Cutting Edge Developments: Treatment in development, technology-based clinical measures, and predicting progression in MS

Presenters at the cutting-edge developments in MS session at #ACTRIMS deliver the latest key findings on pivotal studies. At the session, we heard about an emerging therapy for relapsing-remitting MS (RRMS), an iPad based technology for clinical assessments, and a novel area of study that aims to predict disease progression and treatment response.

Read on for highlights from the #ACTRIMS cutting edge developments in MS research session.

1. Evobrutinib as an emerging treatment option for RRMS

Evobrutinib (EVO) inhibits the activation of Bruton’s tyrosine kinase which prevents the activation of B cells and macrophages, which are believed to be involved in the abnormal immune response in MS. Dr. Xavier Montalban, neurologist from St. Michael’s Hospital in Toronto, and a team of investigators examined the safety and efficacy of EVO compared to a mock drug in people diagnosed with RRMS. In this double-blind, 48-week, phase II study, individuals were randomized between EVO at either 25 mg daily, 75 mg daily, 75 mg twice daily, mock drug or Tecifedera. The primary outcome was the number of Gadolinium-positive lesions and secondary outcomes included annualized relapse rate. EVO at 75 mg once a day and twice a day significantly reduced the number of Gadolinium-positive lesions at 24-weeks. Also, while not statistically significant, EVO led to a decrease in annualized-relapse rate. While serious adverse effects were comparable between most groups, they were higher in the EVO group that was administered the drug 75 mg twice daily. Additional results on EVO at 48-weeks will be presented at future meetings.
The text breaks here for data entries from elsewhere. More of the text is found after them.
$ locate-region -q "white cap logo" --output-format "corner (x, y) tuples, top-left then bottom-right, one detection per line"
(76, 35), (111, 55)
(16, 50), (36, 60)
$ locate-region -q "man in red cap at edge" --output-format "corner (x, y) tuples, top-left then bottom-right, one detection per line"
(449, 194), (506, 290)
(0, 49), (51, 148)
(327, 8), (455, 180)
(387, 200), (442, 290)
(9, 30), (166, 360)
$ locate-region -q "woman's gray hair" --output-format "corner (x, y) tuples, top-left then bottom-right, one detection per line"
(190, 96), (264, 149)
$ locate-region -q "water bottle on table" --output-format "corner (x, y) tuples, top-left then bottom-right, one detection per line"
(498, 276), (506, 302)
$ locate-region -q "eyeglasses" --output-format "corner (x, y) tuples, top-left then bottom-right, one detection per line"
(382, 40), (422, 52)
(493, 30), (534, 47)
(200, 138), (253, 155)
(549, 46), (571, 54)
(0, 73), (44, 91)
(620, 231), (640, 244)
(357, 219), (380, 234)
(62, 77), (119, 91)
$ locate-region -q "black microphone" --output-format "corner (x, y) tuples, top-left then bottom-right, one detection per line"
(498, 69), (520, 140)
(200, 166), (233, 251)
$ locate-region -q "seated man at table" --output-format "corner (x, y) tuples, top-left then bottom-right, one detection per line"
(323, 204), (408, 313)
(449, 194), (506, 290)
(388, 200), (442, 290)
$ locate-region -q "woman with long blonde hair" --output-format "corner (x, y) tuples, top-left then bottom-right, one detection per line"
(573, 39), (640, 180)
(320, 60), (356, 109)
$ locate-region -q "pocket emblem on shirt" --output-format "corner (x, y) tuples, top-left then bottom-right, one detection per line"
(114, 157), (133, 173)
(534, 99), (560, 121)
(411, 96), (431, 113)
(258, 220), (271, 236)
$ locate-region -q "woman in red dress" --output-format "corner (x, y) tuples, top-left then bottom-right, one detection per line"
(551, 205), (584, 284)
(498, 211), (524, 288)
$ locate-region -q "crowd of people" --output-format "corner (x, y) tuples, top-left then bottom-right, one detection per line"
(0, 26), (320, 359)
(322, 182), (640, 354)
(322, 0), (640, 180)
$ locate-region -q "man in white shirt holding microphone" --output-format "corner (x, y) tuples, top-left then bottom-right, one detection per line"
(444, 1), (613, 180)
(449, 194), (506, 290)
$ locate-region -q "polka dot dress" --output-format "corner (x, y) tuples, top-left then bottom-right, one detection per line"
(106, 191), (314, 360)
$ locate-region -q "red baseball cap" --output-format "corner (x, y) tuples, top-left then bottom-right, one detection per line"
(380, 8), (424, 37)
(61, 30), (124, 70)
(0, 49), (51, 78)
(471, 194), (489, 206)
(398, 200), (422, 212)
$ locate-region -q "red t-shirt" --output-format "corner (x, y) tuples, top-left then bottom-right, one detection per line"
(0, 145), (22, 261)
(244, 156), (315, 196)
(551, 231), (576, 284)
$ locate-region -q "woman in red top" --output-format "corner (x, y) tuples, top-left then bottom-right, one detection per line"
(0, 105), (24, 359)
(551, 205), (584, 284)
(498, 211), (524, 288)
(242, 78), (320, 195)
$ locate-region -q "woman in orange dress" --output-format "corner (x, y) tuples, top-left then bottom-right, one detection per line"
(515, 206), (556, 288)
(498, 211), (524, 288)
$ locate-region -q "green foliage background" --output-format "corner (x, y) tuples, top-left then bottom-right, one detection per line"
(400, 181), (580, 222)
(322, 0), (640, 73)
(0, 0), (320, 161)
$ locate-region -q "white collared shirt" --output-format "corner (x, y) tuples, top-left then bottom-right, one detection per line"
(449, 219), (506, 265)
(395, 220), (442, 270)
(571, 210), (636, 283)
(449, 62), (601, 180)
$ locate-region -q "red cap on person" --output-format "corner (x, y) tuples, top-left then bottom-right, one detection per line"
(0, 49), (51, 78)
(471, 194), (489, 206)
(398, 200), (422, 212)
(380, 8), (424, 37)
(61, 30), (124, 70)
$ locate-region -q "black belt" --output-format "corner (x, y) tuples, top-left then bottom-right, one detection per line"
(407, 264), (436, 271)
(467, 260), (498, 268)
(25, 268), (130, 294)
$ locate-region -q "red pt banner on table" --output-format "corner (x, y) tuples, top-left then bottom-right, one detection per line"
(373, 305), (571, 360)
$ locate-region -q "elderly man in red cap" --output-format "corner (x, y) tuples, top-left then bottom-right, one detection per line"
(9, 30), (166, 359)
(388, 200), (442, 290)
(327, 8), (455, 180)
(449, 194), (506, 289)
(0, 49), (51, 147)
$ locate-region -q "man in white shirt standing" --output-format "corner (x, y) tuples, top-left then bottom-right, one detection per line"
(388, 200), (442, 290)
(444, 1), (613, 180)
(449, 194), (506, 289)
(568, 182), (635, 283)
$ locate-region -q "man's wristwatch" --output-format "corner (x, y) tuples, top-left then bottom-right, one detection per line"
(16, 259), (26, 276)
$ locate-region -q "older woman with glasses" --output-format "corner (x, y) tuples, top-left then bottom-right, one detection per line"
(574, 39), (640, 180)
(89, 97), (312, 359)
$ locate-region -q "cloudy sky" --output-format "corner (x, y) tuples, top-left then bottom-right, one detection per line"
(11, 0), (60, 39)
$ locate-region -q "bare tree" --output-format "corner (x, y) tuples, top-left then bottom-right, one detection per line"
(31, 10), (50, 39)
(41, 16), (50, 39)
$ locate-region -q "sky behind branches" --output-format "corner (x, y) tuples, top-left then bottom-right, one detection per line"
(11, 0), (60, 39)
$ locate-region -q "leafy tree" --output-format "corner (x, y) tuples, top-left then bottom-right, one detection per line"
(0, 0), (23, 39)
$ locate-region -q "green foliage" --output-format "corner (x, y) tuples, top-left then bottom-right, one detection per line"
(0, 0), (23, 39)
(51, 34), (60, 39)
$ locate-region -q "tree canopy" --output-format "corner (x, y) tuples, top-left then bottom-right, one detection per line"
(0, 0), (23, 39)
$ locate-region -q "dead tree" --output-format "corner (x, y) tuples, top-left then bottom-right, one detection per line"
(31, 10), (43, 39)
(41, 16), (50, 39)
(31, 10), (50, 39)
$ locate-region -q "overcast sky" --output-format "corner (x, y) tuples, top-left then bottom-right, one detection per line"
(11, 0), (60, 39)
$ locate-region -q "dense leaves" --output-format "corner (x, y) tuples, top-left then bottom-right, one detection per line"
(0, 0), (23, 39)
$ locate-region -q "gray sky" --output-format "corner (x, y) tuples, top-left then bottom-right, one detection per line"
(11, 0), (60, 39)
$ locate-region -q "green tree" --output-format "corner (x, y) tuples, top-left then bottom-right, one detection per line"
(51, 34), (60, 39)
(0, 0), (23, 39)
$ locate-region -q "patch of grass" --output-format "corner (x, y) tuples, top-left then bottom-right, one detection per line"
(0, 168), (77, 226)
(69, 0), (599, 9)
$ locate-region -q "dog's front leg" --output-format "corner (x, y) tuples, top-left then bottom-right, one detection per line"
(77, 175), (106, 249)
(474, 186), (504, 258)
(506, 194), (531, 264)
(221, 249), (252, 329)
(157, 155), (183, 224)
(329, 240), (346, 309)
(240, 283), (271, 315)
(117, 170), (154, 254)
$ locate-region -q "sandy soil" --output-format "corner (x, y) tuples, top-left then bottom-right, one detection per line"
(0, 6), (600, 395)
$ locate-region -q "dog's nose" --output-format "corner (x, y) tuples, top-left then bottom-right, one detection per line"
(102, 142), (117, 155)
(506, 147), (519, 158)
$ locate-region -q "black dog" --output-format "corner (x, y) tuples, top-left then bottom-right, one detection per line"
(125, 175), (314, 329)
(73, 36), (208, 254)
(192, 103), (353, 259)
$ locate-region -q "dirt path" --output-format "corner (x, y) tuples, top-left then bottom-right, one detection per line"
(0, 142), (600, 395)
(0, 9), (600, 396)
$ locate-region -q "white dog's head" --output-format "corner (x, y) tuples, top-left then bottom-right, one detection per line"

2. Clinical assessments using technology-based testing

Dr. Laura Baldassari and the research team at Cleveland Clinic developed a test that can be administered on the iPad called the Multiple Sclerosis Performance Test (MSPT). The test examines processing speed, manual dexterity, walking speed and contrast sensitivity and was integrated as part of the clinical care for patients with MS at the Cleveland Clinic. Dr. Baldassari presented research on the associations between the components of the MSPT and patient-reported outcomes (PRO) and MRI measures. The study recruited 976 patients at the clinic. There were moderate correlations between MSPT, PRO, and MRI measures. Similarities in outcomes were witnessed between the MSPT and PRO including the patient determined disease steps, a measure of disability in MS, and certain measures of quality o life. The lesion volume and whole brain volumes were linked with the processing speed of the MSPT. This research shows the feasibility of using an iPad based test to produce relevant outcome measures that can be evaluated in clinical practice. Further validation and longitudinal assessments of the MSPT test with MRI outcomes is needed.

3. Predicting disability and treatment response using radiomics

The extraction of large amounts of quantitative imaging features from medical devices using algorithms is called radiomics. The use of extracting this data is to develop machine learning models that can provide important information on clinical outcomes. As a key component of diagnosis and monitoring disease is the use of MRI, radiomics can be used to extract data from the images to potentially predict disability and treatment response. Mr. Kareem Wahid, an MD/PhD student from the McGovern Medical School at the University of Texas Health Science Center at Houston, compared the radiomic measures with clinical data. A cohort of 92 individuals diagnosed with relapsing-remitting MS was selected for the comparison analysis. In the preliminary analysis, Mr. Wahid showed better predictive performance compared to clinical features and lesion volumes for measuring disability progression and treatment response using radiomics. This early study sets the foundation to further explore radiomics for the prediction of clinical outcomes in MS. Furthermore, as MS varies between person to person, there is a need to shift to a paradigm of a more personalized approach. Radiomics has the potential to contribute to the enhancement of precision medicine in MS.